Eis que o fluxo é interrompido e, por alguns minutos, algo fora do comum chama a atenção - até dos mais distraídos. Eles estão em semáforos, paradas de ônibus, nas calçadas e praças. Alguns escolheram esta vida, se dizem artistas de rua; outros, encontraram nas apresentações com diferentes instrumentos sua única alternativa de sustento.
— As apresentações de rua ou na rua são democráticas e acessíveis a todos. Se por um lado as pessoas não foram buscar aquela apresentação de música ou de malabares por vontade própria, o caminho escolhido lhes oportunizou assistir algo diferente. Pagar, nesse caso, é uma escolha do passante. A troca é simbólica. Poucas moedas por poucos segundos para escapar da simples observação do sinal fechado que em breve vai abrir, ou ainda, ganhar um bom dia e um sorriso que poderá mudar o curso do dia de quem o recebeu — observa a pesquisadora, professora e coordenadora do curso de Artes Visuais da Universidade de Caxias do Sul (UCS), Silvana Boone.

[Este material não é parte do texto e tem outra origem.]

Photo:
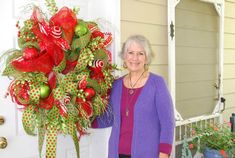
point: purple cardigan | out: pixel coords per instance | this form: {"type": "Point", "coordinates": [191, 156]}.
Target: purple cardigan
{"type": "Point", "coordinates": [153, 119]}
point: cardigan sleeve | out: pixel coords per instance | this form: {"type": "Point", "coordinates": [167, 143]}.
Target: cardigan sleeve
{"type": "Point", "coordinates": [166, 116]}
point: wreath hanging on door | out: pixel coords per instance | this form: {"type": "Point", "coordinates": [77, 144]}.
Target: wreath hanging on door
{"type": "Point", "coordinates": [62, 74]}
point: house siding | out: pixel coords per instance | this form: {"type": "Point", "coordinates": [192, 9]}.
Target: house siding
{"type": "Point", "coordinates": [149, 17]}
{"type": "Point", "coordinates": [229, 58]}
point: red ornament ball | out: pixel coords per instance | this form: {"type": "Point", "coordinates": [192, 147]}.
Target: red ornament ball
{"type": "Point", "coordinates": [30, 53]}
{"type": "Point", "coordinates": [89, 93]}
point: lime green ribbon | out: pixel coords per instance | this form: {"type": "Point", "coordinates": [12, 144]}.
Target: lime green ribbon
{"type": "Point", "coordinates": [28, 120]}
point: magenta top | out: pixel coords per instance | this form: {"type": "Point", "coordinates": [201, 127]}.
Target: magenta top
{"type": "Point", "coordinates": [127, 118]}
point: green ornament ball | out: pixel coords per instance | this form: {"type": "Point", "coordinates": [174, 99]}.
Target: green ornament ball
{"type": "Point", "coordinates": [44, 91]}
{"type": "Point", "coordinates": [80, 29]}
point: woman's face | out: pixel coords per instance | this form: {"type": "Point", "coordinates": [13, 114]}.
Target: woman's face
{"type": "Point", "coordinates": [135, 58]}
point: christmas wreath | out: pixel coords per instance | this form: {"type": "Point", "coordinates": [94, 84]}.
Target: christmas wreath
{"type": "Point", "coordinates": [62, 74]}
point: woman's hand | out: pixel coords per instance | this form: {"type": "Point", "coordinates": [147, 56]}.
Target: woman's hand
{"type": "Point", "coordinates": [163, 155]}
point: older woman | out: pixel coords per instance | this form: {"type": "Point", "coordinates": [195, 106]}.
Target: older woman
{"type": "Point", "coordinates": [143, 118]}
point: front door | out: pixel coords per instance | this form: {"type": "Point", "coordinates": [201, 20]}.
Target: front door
{"type": "Point", "coordinates": [18, 143]}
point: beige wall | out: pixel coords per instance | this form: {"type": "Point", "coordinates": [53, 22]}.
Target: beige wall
{"type": "Point", "coordinates": [149, 17]}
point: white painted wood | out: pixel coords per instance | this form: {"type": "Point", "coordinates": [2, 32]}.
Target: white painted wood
{"type": "Point", "coordinates": [219, 6]}
{"type": "Point", "coordinates": [21, 145]}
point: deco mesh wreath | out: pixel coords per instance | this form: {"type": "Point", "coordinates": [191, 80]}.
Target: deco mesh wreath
{"type": "Point", "coordinates": [62, 74]}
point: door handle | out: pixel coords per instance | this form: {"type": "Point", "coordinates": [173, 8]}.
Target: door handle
{"type": "Point", "coordinates": [2, 120]}
{"type": "Point", "coordinates": [3, 142]}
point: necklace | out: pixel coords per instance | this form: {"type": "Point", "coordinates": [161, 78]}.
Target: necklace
{"type": "Point", "coordinates": [131, 90]}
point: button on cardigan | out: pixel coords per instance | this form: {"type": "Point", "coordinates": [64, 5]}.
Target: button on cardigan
{"type": "Point", "coordinates": [154, 123]}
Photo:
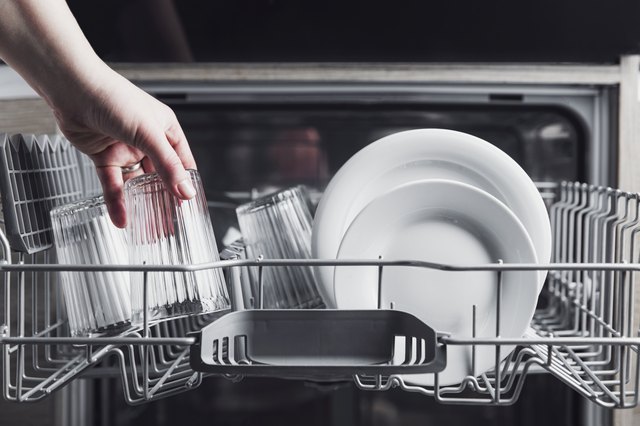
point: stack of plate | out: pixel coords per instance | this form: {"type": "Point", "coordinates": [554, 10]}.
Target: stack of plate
{"type": "Point", "coordinates": [440, 196]}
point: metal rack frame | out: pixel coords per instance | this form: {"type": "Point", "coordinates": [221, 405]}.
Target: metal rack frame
{"type": "Point", "coordinates": [585, 333]}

De uma forma ampla, Silvana diz entender a arte como um conjunto de manifestações criativas cujo propósito é ampliar o pensamento sobre algo, provocar o espectador a sair da sua zona de conforto, fazer pensar sobre questões que talvez não sejam do seu cotidiano.
— A arte tem um alcance muito amplo e pode se manifestar na rua também. O trabalho das pessoas que oferecem alguns minutos de distração no semáforo ou na praça pode ser considerada uma forma criativa de ganhar a vida ou de forma mais poética, pode ser o compartilhamento daquilo que essa pessoa tem de mais significativo.
"A arte é importante em toda e qualquer circunstância"
Tudo começou com uma brincadeira: Alexandre Brumelhaus Santos, 30, estava em Torres, no Litoral Norte, e aprendeu a fazer malabares usando bolinhas. Treze anos se passaram e, desde então, é com esta "brincadeira" que o malabarista ganha a vida. Há quatro anos, a "brincadeira" foi ainda mais longe e Santos passou a usar três facões em suas performances.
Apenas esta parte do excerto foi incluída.